In the second televised bout of the night two flyweights made their professional debuts in an exciting four round slug-out.  Icender Beauchamp, of Revere, MA, got up from a first round knockdown at the hands of Gabriel Cruz, of Portland, Oregon, to score a unanimous decision win.  In round one both men exchanged hard shots and a snappy left hook from Cruz put Beauchamp flat on his back.  Beauchamp stepped up his attack in rounds two, three and four and rallied back, landing hard bolts to the head of Cruz in each round.  After four, the three judges saw the fight the same to the round, scoring it a 38-37 victory for Beauchamp.


Massachusetts Junior welterweights Sean Eklund of Lowell and Jeff Farmer of Holyoke would have probably done more damage to each other had they been able to use harsh language as neither fighter ever landed many solid blows.  Eklund was able to outwork and out maneuver Farmer over the four round distance and it was enough to come up with the unanimous decision.  Eklund is now 2-2 while Farmer drops to 1-5.


Featherweight Dat Nguyen was just what the Mohegan Sun crowd ordered; a pint-sized puncher who wings bombs with both hands and doesn’t like lulls in the action.  Nguyen, who is trained by the former junior welter and welterweight champion James Buddy McGirt, didn’t disappoint versus English southpaw Vineash Rungea.  In the first round Nguyen stung Rungea several times with looping power punches but by the fourth round Rungea had found a chopping right to the head of his own that catches Nguyen repeatedly, breaking his rhythm and stymieing his attack.  Rungea’s southpaw stance was hardly an advantage versus Nguyen because the Englishman squared his shoulders in front of his opponent and reduces any decisive advantage the southpaw angle would normally provide.  After six rounds it was Nguyen who came away with a lop-sided unanimous decision, improving his record to 8-0 (5) while Rungea falls to 2-6-2.
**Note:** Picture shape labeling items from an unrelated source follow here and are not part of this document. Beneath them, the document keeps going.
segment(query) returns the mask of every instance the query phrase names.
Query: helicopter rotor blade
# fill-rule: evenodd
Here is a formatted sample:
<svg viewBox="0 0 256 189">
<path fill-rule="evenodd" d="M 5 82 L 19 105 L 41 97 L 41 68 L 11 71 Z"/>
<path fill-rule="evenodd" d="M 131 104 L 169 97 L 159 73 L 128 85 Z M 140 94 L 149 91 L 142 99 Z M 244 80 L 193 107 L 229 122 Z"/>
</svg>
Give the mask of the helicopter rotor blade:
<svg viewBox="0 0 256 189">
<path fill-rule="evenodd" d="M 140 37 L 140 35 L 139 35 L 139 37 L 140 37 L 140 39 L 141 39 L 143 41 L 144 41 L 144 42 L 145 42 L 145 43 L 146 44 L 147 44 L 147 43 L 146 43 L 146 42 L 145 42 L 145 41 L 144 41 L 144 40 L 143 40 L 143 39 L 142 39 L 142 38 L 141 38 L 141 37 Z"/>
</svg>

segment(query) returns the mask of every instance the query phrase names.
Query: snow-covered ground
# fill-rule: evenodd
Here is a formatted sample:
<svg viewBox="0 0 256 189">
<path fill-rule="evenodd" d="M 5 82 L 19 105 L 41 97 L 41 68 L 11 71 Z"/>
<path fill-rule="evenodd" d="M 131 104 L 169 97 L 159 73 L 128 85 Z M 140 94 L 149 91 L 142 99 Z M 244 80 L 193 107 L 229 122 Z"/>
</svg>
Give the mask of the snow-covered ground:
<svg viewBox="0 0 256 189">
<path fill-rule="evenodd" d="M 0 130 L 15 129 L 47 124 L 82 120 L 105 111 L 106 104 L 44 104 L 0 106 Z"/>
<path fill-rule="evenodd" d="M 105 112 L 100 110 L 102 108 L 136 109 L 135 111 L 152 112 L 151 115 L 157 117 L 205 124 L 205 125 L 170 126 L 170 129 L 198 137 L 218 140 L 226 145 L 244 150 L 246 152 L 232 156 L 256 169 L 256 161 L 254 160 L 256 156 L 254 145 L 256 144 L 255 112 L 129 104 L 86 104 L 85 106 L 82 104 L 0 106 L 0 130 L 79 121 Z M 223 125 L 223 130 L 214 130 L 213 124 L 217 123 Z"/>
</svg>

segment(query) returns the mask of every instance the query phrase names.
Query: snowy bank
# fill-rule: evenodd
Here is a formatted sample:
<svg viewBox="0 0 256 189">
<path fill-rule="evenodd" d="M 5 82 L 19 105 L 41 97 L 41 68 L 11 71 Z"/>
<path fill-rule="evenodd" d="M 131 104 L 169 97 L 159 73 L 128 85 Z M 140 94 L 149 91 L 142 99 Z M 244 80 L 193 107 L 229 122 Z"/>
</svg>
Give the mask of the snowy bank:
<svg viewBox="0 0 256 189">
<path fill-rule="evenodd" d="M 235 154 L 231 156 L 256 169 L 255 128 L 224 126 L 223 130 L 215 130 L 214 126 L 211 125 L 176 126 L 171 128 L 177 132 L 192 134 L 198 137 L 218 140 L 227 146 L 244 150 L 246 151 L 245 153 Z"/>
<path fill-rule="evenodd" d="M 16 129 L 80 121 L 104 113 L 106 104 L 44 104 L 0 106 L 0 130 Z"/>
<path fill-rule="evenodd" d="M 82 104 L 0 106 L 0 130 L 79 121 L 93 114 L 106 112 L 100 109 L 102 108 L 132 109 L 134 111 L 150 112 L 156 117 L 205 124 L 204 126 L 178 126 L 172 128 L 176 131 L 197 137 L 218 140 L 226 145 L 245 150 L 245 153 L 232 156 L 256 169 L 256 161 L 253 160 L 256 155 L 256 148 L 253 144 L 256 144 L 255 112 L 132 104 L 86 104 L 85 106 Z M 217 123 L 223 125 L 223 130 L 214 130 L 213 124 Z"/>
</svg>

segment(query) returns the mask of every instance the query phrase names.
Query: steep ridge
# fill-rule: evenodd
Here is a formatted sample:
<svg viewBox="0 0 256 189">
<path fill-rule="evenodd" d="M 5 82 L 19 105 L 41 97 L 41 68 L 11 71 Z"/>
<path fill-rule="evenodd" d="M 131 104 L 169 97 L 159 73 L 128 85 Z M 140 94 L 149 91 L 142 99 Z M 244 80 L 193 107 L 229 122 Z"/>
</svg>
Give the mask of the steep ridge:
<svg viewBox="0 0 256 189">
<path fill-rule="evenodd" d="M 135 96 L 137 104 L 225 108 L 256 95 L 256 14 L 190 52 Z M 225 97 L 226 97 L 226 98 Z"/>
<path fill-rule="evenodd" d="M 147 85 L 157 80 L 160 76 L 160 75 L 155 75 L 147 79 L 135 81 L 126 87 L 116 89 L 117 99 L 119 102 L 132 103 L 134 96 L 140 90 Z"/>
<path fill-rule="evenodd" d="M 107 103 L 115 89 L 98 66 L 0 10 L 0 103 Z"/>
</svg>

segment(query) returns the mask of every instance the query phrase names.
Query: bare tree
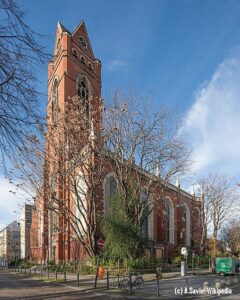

Southpaw Kaseem Wilson of Philadelphia, out pointed Hollister Elliot of Dorchester, MA, over the six round distance in the first fight of the night.  Using numerous lead left hands Wilson was able to keep Elliot off-balance and on the defensive for much of the bout.  The crowd didn’t enjoy the bout and were pretty vocal about it because few of the punches were thrown in anger and the action was never very heated.  Wilson improved 7-0-1 (3) with the win, while Elliot falls to 7-18-1 (2).


In the final fight of the night heavyweights Tyrone Smith of Boston and Tony Grano of Hartford rumbled in a rough but crowd pleasing decision win for the beloved Grano who got the remaining crowd on their feet for much of the action.  Grano was never able to get enough punching room against the taller and longer armed Smith who after round two, seemed content to do just enough to finish on his feet.  Grano attacked the body of Smith but was repeatedly tied up and he was never able to adapt to Smith’s clutching style.  At the end of six the judges tabbed Grano the winner by unanimous decision which sent his fans into a frenzy of cheers.  Grano improved to 7-0-1 (6) while Smith dropped to 5-4-1 (2).